Frankreichs Regierung übersteht das Misstrauensvotum

Frankreichs Präsident Francois Hollande

Francois Hollande

Frankreichs Präsident Francois Hollande übersteht das von der Opposition gegen ihn und seine Regierung eingebrachte Misstrauensvotum. Anlass für den Oppositionsantrag war die umstrittene Arbeitsmarktreform. Auch am Donnerstag kam es deswegen wieder zu Demonstrationen in mehreren französischen Städten.

Frankreichs Präsident Francois Hollande gerät wegen seiner umstrittenen Arbeitsmarktreform immer stärker unter Druck. Zwar überstand seine sozialistische Regierung am Donnerstag ein Misstrauensvotum, das die Opposition aus Protest gegen die von Hollande geplante Durchsetzung laxerer Arbeitsgesetze unter Umgehung des Parlaments beantragt hatte. Doch die die Gewerkschaft CGT kündigte ihrerseits Streiks bei der Bahn an. Offizieller Grund ist der Unmut über die geplante Reform der staatlichen Bahngesellschaft SNCF, doch der Ausstand gilt als Teil der größeren Proteste gegen Hollande.
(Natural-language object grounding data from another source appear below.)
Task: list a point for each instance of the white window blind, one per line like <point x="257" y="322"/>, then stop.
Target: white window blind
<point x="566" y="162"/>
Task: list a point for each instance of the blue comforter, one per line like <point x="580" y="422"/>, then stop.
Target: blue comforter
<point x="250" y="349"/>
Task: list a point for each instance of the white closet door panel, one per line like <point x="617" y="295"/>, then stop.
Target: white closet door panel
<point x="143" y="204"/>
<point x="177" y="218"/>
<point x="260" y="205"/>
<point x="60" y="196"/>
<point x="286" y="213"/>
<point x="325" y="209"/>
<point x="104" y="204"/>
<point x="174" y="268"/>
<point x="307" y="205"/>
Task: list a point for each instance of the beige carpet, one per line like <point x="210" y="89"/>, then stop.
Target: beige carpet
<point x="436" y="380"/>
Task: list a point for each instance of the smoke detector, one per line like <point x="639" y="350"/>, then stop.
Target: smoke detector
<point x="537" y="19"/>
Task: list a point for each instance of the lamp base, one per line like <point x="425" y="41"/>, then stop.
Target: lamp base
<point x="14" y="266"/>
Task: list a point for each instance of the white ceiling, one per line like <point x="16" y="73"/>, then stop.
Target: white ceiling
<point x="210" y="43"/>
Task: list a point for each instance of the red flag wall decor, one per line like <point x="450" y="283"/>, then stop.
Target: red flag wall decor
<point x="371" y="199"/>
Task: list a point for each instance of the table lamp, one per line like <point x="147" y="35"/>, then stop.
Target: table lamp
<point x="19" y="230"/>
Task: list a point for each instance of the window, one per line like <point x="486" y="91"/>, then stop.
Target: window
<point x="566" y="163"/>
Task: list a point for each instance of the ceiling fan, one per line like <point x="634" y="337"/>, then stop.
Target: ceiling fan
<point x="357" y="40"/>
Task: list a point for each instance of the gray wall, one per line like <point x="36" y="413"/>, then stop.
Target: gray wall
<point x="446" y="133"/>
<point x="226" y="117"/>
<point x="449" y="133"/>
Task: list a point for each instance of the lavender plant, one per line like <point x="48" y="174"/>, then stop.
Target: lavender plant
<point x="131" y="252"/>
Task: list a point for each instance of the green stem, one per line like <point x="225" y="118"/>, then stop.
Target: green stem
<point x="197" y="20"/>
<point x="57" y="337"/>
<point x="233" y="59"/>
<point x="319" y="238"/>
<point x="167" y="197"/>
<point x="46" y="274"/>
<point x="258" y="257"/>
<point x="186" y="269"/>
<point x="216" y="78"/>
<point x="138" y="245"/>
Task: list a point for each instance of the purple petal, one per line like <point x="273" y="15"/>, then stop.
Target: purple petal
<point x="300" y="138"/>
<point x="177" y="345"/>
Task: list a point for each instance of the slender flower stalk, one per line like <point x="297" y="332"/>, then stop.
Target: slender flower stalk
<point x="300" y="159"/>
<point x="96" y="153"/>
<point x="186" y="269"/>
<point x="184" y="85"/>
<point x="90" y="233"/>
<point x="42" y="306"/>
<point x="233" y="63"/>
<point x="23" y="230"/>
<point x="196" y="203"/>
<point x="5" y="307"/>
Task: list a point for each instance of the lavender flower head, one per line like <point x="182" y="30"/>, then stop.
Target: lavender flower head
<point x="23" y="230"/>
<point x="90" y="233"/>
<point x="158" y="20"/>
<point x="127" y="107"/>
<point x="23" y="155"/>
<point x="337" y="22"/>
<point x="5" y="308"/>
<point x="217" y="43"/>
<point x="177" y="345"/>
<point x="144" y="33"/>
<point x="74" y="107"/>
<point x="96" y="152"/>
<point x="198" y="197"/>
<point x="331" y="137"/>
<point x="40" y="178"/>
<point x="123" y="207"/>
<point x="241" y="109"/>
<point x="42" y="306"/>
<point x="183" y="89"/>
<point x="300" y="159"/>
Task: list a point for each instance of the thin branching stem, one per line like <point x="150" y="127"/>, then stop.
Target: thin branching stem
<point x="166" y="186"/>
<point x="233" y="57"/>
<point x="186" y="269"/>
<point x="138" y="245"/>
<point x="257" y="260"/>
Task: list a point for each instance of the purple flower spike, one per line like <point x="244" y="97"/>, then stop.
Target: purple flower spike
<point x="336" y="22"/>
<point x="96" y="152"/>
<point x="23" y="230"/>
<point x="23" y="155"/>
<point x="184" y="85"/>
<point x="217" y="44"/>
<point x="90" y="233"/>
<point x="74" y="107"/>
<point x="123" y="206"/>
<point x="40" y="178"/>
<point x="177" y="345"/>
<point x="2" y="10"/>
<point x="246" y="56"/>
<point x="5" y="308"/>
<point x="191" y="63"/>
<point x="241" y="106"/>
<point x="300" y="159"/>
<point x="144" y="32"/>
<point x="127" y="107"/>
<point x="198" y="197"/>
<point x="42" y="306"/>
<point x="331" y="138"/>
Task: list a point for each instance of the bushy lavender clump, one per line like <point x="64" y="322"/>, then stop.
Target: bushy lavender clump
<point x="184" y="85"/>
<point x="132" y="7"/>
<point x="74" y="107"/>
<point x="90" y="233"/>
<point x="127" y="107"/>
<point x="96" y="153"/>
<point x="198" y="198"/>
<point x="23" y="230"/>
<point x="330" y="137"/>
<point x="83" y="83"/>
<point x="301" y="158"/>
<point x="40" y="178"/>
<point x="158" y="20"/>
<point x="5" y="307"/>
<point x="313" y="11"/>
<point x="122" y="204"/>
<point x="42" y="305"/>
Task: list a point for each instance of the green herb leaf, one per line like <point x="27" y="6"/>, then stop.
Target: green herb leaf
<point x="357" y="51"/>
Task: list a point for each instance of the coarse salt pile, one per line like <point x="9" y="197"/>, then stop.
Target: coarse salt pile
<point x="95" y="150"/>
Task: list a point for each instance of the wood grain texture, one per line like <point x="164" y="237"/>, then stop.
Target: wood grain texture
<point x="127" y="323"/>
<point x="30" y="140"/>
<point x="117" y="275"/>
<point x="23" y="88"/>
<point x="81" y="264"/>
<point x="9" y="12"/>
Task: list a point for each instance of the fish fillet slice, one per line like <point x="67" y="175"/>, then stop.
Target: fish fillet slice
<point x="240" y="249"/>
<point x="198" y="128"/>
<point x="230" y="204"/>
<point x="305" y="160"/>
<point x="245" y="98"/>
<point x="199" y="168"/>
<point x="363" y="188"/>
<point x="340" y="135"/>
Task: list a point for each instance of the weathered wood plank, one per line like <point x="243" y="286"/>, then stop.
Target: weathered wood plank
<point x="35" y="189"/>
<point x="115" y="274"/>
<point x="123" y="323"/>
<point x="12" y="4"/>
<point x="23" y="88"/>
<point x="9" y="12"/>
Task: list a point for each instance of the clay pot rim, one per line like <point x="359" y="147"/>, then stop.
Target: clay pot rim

Zudem gab es in mehreren Städten erneut Demonstrationen gegen Hollandes Politik.

Die Abgeordneten votierten am Abend gegen den Misstrauensantrag. Die Opposition verfehlte in der Nationalversammlung mit 246 Stimmen die absolute Mehrheit von 288 Stimmen, die für einen Erfolg notwendig gewesen wäre. Letztlich fanden sich auch unter Gegnern Hollandes in seiner eigenen Partei nicht genügend Abgeordnete, die sich für den Protest gegen die Arbeitsmarktreform mit den politischen Gegnern verbünden wollten.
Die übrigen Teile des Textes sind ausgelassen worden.